Hinduja Group set to bid for Jet Airways this week
Jet Airways' may have a saviour after all, and a deep pocketed one at that. The buzz is that the Hinduja Group is finally set to bid for the grounded airline this week, having got the approval of its key stakeholders, including founder Naresh Goyal and Etihad. While the Goyal family owns 51 per cent of the airline, but has pledged 31.2% with lenders, the Gulf carrier is Jet's second largest shareholder, with a 24 per cent stake.
Days after India-born industrialist brothers, Srichand and GP Hinduja, reclaimed the title of Britain's wealthiest with fortunes of 22 billion pounds to their name, Etihad and Jet Airways' lenders approached the Group to invest in the debt-ridden airline. Sources in the know told The Economic Times that the Hinduja Group has engaged investment bankers led by SBI Capital Markets for due diligence, which will commence soon. The conglomerate will gauge the level of support from the government and bankers for a revival plan before making its final move.

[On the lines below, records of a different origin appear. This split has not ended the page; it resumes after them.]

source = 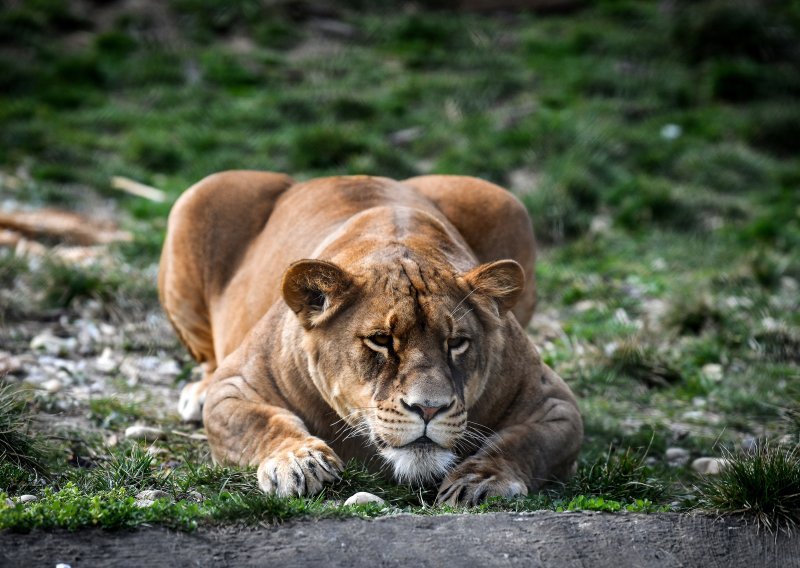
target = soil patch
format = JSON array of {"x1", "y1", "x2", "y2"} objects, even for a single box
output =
[{"x1": 0, "y1": 512, "x2": 800, "y2": 568}]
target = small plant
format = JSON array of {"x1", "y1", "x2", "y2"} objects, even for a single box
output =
[
  {"x1": 608, "y1": 339, "x2": 681, "y2": 387},
  {"x1": 697, "y1": 444, "x2": 800, "y2": 531},
  {"x1": 0, "y1": 386, "x2": 47, "y2": 480},
  {"x1": 564, "y1": 448, "x2": 667, "y2": 502}
]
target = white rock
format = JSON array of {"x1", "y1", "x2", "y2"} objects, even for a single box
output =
[
  {"x1": 94, "y1": 347, "x2": 119, "y2": 374},
  {"x1": 660, "y1": 123, "x2": 683, "y2": 140},
  {"x1": 700, "y1": 363, "x2": 723, "y2": 383},
  {"x1": 692, "y1": 458, "x2": 728, "y2": 475},
  {"x1": 136, "y1": 489, "x2": 172, "y2": 501},
  {"x1": 125, "y1": 426, "x2": 165, "y2": 442},
  {"x1": 344, "y1": 491, "x2": 386, "y2": 505},
  {"x1": 186, "y1": 491, "x2": 206, "y2": 503},
  {"x1": 589, "y1": 215, "x2": 613, "y2": 235},
  {"x1": 156, "y1": 359, "x2": 181, "y2": 377},
  {"x1": 30, "y1": 330, "x2": 78, "y2": 355},
  {"x1": 574, "y1": 300, "x2": 598, "y2": 313},
  {"x1": 41, "y1": 379, "x2": 64, "y2": 393},
  {"x1": 664, "y1": 448, "x2": 689, "y2": 467}
]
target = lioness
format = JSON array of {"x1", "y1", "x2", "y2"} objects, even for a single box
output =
[{"x1": 159, "y1": 171, "x2": 583, "y2": 504}]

Significantly, the Group has been interested in the aviation space for a while now. In 2001, it had bid for Air India, when the government had put up 40% of the carrier for sale in its maiden attempt at privatisation. It was reportedly the only bidder apart from a consortium of Tata Sons and Singapore Airlines to show interest in the Maharajah.
The government had simultaneously put up 26% of Indian Airlines for sale, and the Hindujas had shown interest along with Videocon International. The stake sales were eventually scrapped but the Group had reportedly been disqualified from the bidding process due to the brothers' alleged involvement in the Bofors scam. Before that, it had tied up with Lufthansa AirCargo for services between Sharjah and India from 1997 to 2000. There's another factor that may influence the Hindujas' interest in Jet Airways - the brothers have stuck to a majority stake in the companies they acquire.
However, the Hinduja Group will have to move quickly keeping Jet Airways' eroding value in mind. To begin with, there's the recent top level exodus at the grounded airline, including CEO Vinay Dube, apart from its pilots being poached by other airlines. Sources told the daily that at least 30 Jet Airways' commanders flying long-haul, wide-bodied aircraft have applied to Turkish, Korean Air, Qatar Airways and Rwanda Air for jobs, while IndiGo has already hired over 30 pilots who previously flew the carrier's Boeing 737s.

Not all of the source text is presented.